Camden Council uses IBM data analytics to beat austerity

Camden Council has used data integration to link council systems, enabling it to cut waste and improve efficiency – and saving £93m in the process

Camden saved £93m – £23m more than planned – thanks to data integration across 16 core IT systems using IBM data analytics.

Hillary Simpson, IT business partner at Camden, said the project's goal mapped onto Camden Plan, the council's austerity strategy to save £70m.

"It’s all about savings. We looked at matching data across organisational areas to add value and provide a single view of customers across Camden."

Created using IBM Data Analytics, the council originally implemented the data integration in May 2013, along with a governance framework to ensure data gathered about residents would be stored and managed appropriately. Simpson said that, after running a proof of concept project, the five-month data integration work was rolled out across 16 systems, "big bang" style.

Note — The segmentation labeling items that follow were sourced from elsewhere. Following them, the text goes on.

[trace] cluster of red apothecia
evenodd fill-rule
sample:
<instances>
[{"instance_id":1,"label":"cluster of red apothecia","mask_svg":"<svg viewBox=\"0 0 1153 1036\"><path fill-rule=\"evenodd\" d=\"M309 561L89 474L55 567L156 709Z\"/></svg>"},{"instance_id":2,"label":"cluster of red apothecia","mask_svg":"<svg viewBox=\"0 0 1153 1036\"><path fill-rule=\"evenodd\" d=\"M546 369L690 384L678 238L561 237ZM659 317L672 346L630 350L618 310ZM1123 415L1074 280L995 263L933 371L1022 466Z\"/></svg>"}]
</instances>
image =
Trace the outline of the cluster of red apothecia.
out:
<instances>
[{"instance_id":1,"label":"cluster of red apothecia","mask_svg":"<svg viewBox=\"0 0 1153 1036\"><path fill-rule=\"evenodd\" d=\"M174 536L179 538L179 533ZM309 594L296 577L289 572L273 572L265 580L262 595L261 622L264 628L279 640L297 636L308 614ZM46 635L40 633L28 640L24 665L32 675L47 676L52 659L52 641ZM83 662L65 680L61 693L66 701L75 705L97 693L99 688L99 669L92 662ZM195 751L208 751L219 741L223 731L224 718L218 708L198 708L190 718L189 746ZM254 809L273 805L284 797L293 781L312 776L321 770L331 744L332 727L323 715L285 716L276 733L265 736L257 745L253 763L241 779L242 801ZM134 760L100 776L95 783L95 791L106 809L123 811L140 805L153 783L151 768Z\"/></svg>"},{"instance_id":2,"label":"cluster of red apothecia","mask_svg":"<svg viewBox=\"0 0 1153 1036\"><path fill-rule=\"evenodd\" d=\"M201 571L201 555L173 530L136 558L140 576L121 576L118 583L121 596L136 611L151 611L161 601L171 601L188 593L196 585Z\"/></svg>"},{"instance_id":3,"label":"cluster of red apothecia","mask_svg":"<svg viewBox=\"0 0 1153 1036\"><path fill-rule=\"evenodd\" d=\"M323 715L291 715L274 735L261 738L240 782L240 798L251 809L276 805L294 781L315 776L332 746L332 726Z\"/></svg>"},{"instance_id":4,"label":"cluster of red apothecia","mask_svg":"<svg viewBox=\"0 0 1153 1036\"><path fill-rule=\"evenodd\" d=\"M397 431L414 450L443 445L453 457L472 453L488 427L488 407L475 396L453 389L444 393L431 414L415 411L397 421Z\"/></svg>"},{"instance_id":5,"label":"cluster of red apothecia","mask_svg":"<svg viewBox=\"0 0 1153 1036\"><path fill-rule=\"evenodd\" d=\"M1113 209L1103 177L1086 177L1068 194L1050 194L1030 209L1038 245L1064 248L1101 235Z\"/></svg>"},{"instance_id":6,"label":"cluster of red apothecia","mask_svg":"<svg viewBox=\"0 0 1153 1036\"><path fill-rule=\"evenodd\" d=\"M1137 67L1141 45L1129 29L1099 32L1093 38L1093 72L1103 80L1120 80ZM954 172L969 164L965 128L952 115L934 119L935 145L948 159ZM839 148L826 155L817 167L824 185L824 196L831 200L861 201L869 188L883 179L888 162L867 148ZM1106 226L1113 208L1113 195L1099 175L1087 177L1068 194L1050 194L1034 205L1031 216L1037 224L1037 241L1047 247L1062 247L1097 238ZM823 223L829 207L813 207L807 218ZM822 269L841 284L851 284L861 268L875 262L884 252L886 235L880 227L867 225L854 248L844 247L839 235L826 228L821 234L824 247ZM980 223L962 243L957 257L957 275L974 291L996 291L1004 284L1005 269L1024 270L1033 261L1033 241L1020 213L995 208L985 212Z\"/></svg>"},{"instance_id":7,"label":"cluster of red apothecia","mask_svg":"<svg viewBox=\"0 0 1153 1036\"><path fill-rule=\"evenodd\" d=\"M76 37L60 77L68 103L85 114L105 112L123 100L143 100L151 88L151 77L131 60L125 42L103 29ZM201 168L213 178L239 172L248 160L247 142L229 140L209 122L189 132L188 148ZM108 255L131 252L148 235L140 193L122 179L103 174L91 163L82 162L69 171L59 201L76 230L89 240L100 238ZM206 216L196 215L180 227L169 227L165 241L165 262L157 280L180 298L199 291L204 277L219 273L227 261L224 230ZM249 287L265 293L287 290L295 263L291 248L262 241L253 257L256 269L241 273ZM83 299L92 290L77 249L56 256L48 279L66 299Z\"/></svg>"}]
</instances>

The council identified a number of areas where sharing data could help it reduce waste and cut fraud. These included unauthorised council property sub-lettings and single-person allowance for council tax. Simpson said: "One sub-let saves £18,000 a year. Previously council officers spent time accessing multiple systems." She said staff can also check resident addresses directly, rather than calling electoral services.

By cross-referencing different datasets across Camden services the council improved data quality in its databases, she said. Council staff used these sources of information, rather than turning to external credit ratings agencies such as Experian – so saving Camden Council £100,000 alone.

Data integration

Simpson said linking the datasets in the 16 systems did not require clean data. All of the fragments of data across the 16 systems had been retained. "Each dataset is ranked for data quality," she explained. For instance, she said data from housing benefit would be considered accurate, as it is based on formal identification such as a resident's passport.

The best quality data became a golden record. This was then propagated across all the 16 systems, and used to correct data in the council's customer relationship management (CRM) system. Simpson said: "It is a constant work in progress where you look for patterns." 

As an example, she said the council's CRM system enables users to search for address in a standard format. "We didn't realise it could be overwritten - so we redesigned the address search."

Data privacy

Simpson previously worked on ContactPoint, a government initiative to join up children data nationally, which was dropped in 2010 due to privacy concerns. 

She said the council had been very sensitive to privacy, given her experience on ContactPoint. The data integration provides permission control, to enable users from each council service to see only the data relevant to them. 

"We did a lot of work on privacy. The permissions model is very fine-tuned and we can prevent people having access to certain fields," she said.